After a glorious Sunday service and after attending other group meetings, we were both visibly tired. Church service ended before 12 noon, but we got home around 2:30pm.
On getting home, both of us wanted to retire to the bedroom and get some rest.
It was then I remembered that I announced in church that NO MARRIED WOMAN MUST ENTER THE KITCHEN that afternoon. The first lady of every home, deserves to be pampered and shown tender loving care (TLC).
For a Brief moment , I thought within myself...."how on earth did I make that announcement in church today??" (As pastor, its easier to give commands)
But the die is already cast, I must fulfill my obligation. (we must obey instructions from the pulpit)
I watched my wife enter the bedroom, while I sluggishly made my way to the kitchen. It felt like a very long lonely road. While walking to the kitchen, I knew exactly how she felt every time she had to be in that kitchen alone by herself.
To cut the short story long (Don't mind me oo)
I got down to business.. I sweated it out alone in the kitchen. After about an hour and a half in the kitchen, I heard my wife calling out to me from the living room,
"Darling, is the food ready now?..I am so hungry"
I could not believe my ears, I thought to myself "Was she talking to her maid or a paid cook? How can somebody just get up from the bed and be asking for food?" (It didn't make sense to me at all)
Then I remembered how I have done the same thing to her countless number of times. Mine was even more like Yelling...just because food was not ready.
but wait... "how did she survive me on those tense days....especially when I was mad at her because food wasn't ready?"
Realising my own shortcomings, I quickly borrowed myself 'some sense'....I adjusted myself and decided to play along...
"Babe, the food is ready".
She rushed into the kitchen. On entering the kitchen, you can see the big disappointment in her eyes...
" Honey, where is the food?"
I responded giggling..."that is it on the fire"
"Just chicken?"
I defended myself.. "Is chicken not food?"
Can't you see that the burner is extremely slow, its not my fault" (I even blamed the oven)
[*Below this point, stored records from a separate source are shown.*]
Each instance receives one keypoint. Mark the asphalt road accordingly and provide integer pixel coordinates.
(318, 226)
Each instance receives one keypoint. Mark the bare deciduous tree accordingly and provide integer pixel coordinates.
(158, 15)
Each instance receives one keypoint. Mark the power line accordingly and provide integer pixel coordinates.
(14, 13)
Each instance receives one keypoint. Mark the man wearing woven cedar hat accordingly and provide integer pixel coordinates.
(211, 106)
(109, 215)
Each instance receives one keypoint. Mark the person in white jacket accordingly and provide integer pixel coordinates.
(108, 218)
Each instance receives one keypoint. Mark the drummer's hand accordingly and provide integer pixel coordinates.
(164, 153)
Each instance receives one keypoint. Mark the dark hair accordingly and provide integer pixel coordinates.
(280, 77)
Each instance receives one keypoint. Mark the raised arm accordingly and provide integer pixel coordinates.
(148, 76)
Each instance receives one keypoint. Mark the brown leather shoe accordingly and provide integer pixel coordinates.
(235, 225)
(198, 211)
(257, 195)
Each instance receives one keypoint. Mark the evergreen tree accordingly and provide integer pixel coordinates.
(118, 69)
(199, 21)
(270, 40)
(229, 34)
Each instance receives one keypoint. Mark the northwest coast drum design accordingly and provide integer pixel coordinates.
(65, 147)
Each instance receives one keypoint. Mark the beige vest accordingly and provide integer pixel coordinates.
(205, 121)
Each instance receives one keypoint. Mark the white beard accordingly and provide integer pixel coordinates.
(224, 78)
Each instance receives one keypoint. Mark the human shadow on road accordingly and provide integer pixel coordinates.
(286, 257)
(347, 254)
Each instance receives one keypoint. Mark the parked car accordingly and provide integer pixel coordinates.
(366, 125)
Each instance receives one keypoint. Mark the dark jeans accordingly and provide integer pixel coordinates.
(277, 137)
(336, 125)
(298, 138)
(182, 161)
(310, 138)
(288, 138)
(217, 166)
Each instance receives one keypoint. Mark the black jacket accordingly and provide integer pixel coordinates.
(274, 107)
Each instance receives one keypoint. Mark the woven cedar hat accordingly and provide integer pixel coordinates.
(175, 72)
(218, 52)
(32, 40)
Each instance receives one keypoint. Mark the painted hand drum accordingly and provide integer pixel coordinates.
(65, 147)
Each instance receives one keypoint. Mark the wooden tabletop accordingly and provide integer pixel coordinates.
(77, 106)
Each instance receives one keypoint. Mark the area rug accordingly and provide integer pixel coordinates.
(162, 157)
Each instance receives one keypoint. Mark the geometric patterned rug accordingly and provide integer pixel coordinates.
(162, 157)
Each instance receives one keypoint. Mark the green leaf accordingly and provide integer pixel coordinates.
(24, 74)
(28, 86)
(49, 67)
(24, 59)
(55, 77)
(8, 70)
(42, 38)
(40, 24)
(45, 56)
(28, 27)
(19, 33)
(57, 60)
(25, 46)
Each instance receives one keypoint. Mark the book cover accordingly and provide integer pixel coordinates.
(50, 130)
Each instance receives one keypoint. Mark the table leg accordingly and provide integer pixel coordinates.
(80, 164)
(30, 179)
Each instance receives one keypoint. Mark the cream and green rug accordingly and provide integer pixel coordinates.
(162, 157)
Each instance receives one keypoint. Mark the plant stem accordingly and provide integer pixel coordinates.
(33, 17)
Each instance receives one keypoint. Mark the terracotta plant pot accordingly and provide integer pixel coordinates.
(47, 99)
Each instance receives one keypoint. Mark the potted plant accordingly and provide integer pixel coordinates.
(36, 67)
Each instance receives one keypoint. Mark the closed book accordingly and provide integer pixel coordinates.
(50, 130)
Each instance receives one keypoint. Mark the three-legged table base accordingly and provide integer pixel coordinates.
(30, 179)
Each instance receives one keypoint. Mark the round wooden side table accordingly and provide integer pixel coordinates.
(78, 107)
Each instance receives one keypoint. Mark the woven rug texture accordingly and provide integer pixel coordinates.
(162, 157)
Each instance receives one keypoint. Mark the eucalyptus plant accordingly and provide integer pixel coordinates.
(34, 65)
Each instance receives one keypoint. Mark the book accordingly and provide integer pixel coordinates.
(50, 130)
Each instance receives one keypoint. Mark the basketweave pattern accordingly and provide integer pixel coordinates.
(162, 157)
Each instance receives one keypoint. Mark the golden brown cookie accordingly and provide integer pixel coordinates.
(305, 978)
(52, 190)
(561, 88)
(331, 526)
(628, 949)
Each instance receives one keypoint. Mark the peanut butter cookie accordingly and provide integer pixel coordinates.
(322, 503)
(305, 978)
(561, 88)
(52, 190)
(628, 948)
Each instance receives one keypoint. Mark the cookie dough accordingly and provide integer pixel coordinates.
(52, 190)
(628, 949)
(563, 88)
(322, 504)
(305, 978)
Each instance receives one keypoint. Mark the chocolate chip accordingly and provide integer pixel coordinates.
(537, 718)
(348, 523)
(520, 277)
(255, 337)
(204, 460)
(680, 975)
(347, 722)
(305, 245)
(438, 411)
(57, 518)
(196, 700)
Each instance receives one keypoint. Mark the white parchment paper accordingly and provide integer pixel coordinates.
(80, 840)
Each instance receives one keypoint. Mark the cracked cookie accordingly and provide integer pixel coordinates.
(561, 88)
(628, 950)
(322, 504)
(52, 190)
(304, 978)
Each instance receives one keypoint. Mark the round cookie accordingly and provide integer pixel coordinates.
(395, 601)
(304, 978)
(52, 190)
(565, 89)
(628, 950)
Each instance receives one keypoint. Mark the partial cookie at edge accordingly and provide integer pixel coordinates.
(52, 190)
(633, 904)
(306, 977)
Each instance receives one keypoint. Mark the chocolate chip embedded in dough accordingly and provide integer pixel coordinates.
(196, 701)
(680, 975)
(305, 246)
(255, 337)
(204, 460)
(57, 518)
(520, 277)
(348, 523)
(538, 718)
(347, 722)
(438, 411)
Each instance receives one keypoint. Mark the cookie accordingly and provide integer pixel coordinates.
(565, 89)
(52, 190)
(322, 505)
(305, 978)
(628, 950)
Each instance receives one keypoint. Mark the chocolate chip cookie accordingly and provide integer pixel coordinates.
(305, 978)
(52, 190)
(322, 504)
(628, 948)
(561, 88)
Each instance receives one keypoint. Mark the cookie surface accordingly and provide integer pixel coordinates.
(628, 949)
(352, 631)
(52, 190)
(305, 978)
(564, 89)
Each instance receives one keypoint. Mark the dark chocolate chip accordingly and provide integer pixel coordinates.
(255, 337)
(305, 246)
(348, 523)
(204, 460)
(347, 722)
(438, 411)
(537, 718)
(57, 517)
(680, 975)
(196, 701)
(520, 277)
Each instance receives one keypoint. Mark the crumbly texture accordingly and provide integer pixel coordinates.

Then she examined the burner, and burst into laughter. She laughed very hard.
"Why are you laughing?" I asked
"Oh honey, the heat regulator is set to the lowest level, you should have increased it"
Now, I didn't find that funny..."You mean I have been waiting patiently for nothing??"
Ignoring me, she adjusted the burner and the heat was at the maximum level in no time. (I guess the law of diminishing returns had set-in for me)
"Dear, I cannot wait for your food again, I'm famished"
I jerked, "so what do you want me to do?" (Sebi, its mothers day, We don enter am today)
"Can you quickly fry some eggs for me pls?"
"No problem. Anything for my sweetheart" (though I was weak and tired)
She left me in the kitchen and went back to the sitting room. She settled down with her phone while I settled down with the cooking. (Diaris God oo)
At first I wanted to protest...."What is all these...gan na?" But when I remembered how I usually cross my legs to watch live football matches on TV..while she sweats it out in the kitchen... I became very gentle!
I quickly took enough fresh eggs to fry...and also ordered for fresh bread.
In no time, food was ready. I set the table for my Queen.
Without wasting time, she descended on the meal like a hungry lion.
"Babe, won't you say anything to me about the meal" (I knew the meal was tasty, so I was DESPERATE to hear her compliment. That will make a good CONSOLATION)
But to my uttermost amazement, what she said next came as a rude shock to me.
"My dear husband, this is exactly how you usually eat my meals without passing any complement. You only say thank you after enjoying the meal and THAT IS ALL".
"What!!!...Seriously!!!....was I this callous to my Wife?...
I didn't realise that I wasn't very nice to her"...I felt very terrible.
Here I was, demanding Kindness, where I haven't sown enough kindness.
It felt like I have not been playing fair..... IT FELT LIKE I HAVE BEEN CHEATING MY WIFE
CHEATING is not limited to Adultery or sexual immorality.
CHEATING is when one partner is making MORE sacrifice than the other.
CHEATING is when one partner is MORE forbearing and showing MORE COMMITMENT than the other.
CHEATING is when your APPRECIATION is not commensurate withdrawals the EFFORTS of your partner.
CHEATING is always taking from your partner but not giving anything back.
Examine youself today. If you are guilty of this, pls repent and STOP CHEATING YOUR PARTNER.
I Welcome you to Marital Bliss.
GOD BLESS YOUR HOME.
I celebrate you!
I enjoyed this, especially the humour. But it brought to the fore the need to appreciate our spouses for the role they play in bringing balance and order to our lives. The husband, the wife, both have very significant roles that should never be taken for granted.